Fans were banned from the pandemic-postponed Tokyo Olympics which will open in two weeks, Tokyo Governor Yuriko Koike said after meeting with IOC and Japanese organizers on Thursday.
The ban came hours after a state of emergency in the capital starting from Monday, declared by Japanese Prime Minister Yoshihide Suga to contain rising COVID-19 cases.
The twin decisions have turned the Olympics into a made-for-TV event in a decision pushed by the Japanese government and supported by the International Olympic Committee.
“Many people were looking forward to watching the games at the venues, but I would like everyone to fully enjoy watching the games on TV at home,” Koike said after the meeting.
Fans from aboard were banned months ago, and the new measures will clear venues around Tokyo — indoor and outdoor — of any fans at all.
The emergency declaration made for a rude arrival in Japan for IOC President Thomas Bach, who landed in Tokyo on Thursday just hours before the new measures were announced. He was to spend three days in self-isolation at the five-star hotel that lodges IOC members.
Suga said the state of emergency would go into effect on Monday and last through Aug. 22. This means the Olympics, opening on July 23 and running through Aug. 8, will be held entirely under emergency measures. The Paralympics open on Aug. 24.

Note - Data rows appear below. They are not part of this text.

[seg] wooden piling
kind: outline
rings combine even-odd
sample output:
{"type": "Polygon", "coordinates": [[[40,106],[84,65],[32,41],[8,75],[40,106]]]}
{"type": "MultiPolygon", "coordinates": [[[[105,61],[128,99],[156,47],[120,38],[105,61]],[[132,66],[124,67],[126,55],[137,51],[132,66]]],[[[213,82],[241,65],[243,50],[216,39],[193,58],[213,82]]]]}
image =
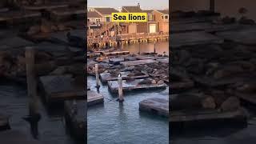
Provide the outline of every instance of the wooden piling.
{"type": "Polygon", "coordinates": [[[119,102],[123,102],[123,95],[122,95],[122,77],[118,78],[118,97],[119,97],[119,102]]]}
{"type": "Polygon", "coordinates": [[[155,42],[154,42],[154,54],[155,54],[155,42]]]}
{"type": "Polygon", "coordinates": [[[98,74],[98,64],[95,64],[95,75],[96,75],[96,87],[99,88],[99,74],[98,74]]]}
{"type": "Polygon", "coordinates": [[[29,97],[30,115],[38,113],[37,100],[37,83],[35,79],[34,69],[34,49],[33,47],[26,47],[26,83],[27,94],[29,97]]]}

“Taking into consideration the impact of the delta strain, and in order to prevent the resurgence of infections from spreading across the country, we need to step up virus prevention measures,” Suga said.
Suga, who had long favored fans, hinted at a no-fan Olympics in announcing the state of emergency.
“I have already said I won’t hesitate to have no spectators,” he added.
Just two weeks ago, organizers and the IOC allowed venues to be filled to 50% of capacity but crowds not to exceed 10,000. The state of emergency has forced a late turnaround, which was always an option if infections got worse.
“We will have to consider the option of no spectators,” Marukawa said in opening remarks with the IOC and others as they went into meetings to discuss a ban on fans.
The main focus of the emergency is a request for bars, restaurants and karaoke parlors serving alcohol to close. A ban on serving alcohol is a key step to tone down Olympic-related festivities and keep people from drinking and partying. Tokyo residents are expected to face stay-home requests and watch the games on TV from home.
“How to stop people enjoying the Olympics from going out for drinks is a main issue,” Health Minister Norihisa Tamura said.
The present state of emergency ends Sunday. Tokyo reported 896 new cases on Thursday, up from 673 a week earlier. It’s the 19th straight day that cases have topped the mark set seven days prior. New cases on Wednesday hit 920, the highest total since 1,010 were reported on May 13.
The no-fan atmosphere will include the opening ceremony at the $1.4 billion National Stadium, which is traditionally the most watched event during the Olympics.
“It’s not too late. Cancel or postpone it,” said Yukio Edano, the head of the Constitutional Democratic Party of Japan, the largest opposition party to Suga’s LDP
The uptick in infections has also forced the Tokyo city government to pull the Olympic torch relay off capital streets, allowing it to run only on remote islands off the Tokyo coast. It’s unclear how the torch will enter the stadium for the opening ceremony.
“The infections are in their expansion phase and everyone in this country must firmly understand the seriousness of it,” Dr. Shigeru Omi, a top government medical adviser, said.
He urged authorities to quickly take tough measures ahead of the Olympics, with summer vacations approaching.
Omi has repeatedly called for a ban on spectators, and has said it’s “abnormal” to hold the Olympics during a pandemic.
Separately, a government COVID-19 advisory panel met Wednesday and expressed concerns about the ongoing resurgence of the infections.